The training set consists of 28,709 examples. The public test set used for the leaderboard consists of 3589 examples. The final test set consists of another 3589 examples. (Goodfellow et al. 2013)
The model was chosen taking inspiration from the work of (Vulpe-Grigoraşi and Grigore 2021), in this paper they used Random Search Algorithms which are an automated method capable of generating models with various architectures and different configurations of hyperparameters from a discrete space of possible solutions that can be applied in the imposed problem. They selected a single model out of 500 which provided an accuracy of 69.96% on the validation data after 750 epochs. As we are unable (both because of hardare and because of time) of reaching such a running time the network was slightly tweaked. For example the last Softmax layer was removed as not useful for the type of loss used (Stevens, Antiga, and Viehmann 2020) and because it degratated performance.
Several transformation were tried (mirroring, shifting, cropping) also for addressing the unbalance in the data however at the end the following were chosen:
RandomHorizontalFlip;
Normalize.
This refers to the training set, in addition to that we normalized all the data and because we used ToTensor combined with uint8 type of data we had our data automatically scaled according to (Stevens, Antiga, and Viehmann 2020).
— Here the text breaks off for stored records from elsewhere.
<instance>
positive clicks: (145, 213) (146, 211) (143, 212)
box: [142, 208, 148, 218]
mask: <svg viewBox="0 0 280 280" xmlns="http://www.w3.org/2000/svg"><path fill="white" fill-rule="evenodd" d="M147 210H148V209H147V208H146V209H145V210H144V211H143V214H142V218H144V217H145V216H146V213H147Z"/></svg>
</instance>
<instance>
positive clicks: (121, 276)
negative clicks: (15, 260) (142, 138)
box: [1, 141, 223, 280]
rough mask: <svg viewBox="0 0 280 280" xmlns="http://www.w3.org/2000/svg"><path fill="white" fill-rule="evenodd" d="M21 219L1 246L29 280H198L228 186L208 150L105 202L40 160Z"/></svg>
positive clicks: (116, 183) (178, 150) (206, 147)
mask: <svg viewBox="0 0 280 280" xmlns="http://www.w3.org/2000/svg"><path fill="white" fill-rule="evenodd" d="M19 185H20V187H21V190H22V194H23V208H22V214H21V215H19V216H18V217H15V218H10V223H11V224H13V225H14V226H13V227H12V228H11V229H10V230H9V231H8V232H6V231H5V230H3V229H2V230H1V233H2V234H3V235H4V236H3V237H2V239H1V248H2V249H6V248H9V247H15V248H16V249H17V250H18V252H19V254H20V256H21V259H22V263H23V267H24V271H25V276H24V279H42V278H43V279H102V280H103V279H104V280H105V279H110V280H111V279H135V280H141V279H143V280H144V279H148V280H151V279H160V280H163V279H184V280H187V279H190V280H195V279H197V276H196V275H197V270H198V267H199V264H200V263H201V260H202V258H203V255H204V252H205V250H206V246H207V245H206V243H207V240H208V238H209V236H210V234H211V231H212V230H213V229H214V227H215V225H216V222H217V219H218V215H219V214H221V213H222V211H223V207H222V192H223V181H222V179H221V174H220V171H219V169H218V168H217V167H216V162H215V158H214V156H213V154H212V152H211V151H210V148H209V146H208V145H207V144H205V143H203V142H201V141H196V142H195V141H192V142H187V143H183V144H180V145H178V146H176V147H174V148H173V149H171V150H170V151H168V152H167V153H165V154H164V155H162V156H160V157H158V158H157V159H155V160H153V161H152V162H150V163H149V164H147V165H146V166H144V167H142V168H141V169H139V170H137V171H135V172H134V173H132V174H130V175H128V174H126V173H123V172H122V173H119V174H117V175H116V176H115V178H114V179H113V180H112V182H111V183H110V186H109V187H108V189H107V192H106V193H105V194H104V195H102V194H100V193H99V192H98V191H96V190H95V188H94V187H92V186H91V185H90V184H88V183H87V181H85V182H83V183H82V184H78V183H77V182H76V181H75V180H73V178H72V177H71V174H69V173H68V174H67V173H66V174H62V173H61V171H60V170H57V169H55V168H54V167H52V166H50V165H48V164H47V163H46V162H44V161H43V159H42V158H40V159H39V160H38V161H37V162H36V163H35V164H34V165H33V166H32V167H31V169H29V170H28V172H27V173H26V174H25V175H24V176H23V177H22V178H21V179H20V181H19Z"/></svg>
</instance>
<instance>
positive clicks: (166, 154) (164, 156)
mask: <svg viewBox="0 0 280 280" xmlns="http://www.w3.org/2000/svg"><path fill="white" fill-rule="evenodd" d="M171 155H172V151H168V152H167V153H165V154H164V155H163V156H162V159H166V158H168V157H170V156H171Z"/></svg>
CrossEntropyLoss was used given that we are dealing with a classification problem, because of how the loss is defined in PyTorch there was no need to Hot-Encode the labels (Stevens, Antiga, and Viehmann 2020).
SGD with momentum and SGD Nesterov were the main optimizer tried as suggested by (Khaireddin and Chen 2021) but experimentally nothing performed as well as Adam, which was the one used. The learning rate used was 0.001 as almost all the papers consulted agreed on this value.
The batch size used is 128 according to (Vulpe-Grigoraşi and Grigore 2021). The maximum number of epochs that we were able to train was 20.
At the end the following was obtained:
A loss of 0.8817 on the training set.
A loss of 0.9406 on the validation set.
An accuracy of 66.95% on the validation set.
An accuracy of 62.62% on the test set.
It goes without saying that in order to get close to the actual state of the art it is necessary to apply transfer learning techniques on already known network (e.g. VGG16) as in (Khaireddin and Chen 2021) and (Khanzada, Bai, and Celepcikay 2020).
The result obtained however are worse than (Vulpe-Grigoraşi and Grigore 2021) mostly because of the limited number of epochs1 and because of the different transformations at the beginning as for some reason the one suggested in the paper seemed to decrease the performance of the network. The last reason is that the model is somewhat different (we already stated the removal of some layer, but even stride was added and so on); those decision were made only by trying and seeing the outcome without too much, if none at all, theory or references behind.
In addition to that there seems to be a problem with weight initialization in PyTorch that might provide better performance on the dataset using other libraries.
The result are not satisfactory, unfortunately lack of time and hardware played a major role in this work as probability keep going in this direction could have provided some valid results.
Looking at figure 1 there seems to be a sign of overfitting in the last few epochs, but looking at the past epochs is reasonable to suppose that it could be something periodic.↩︎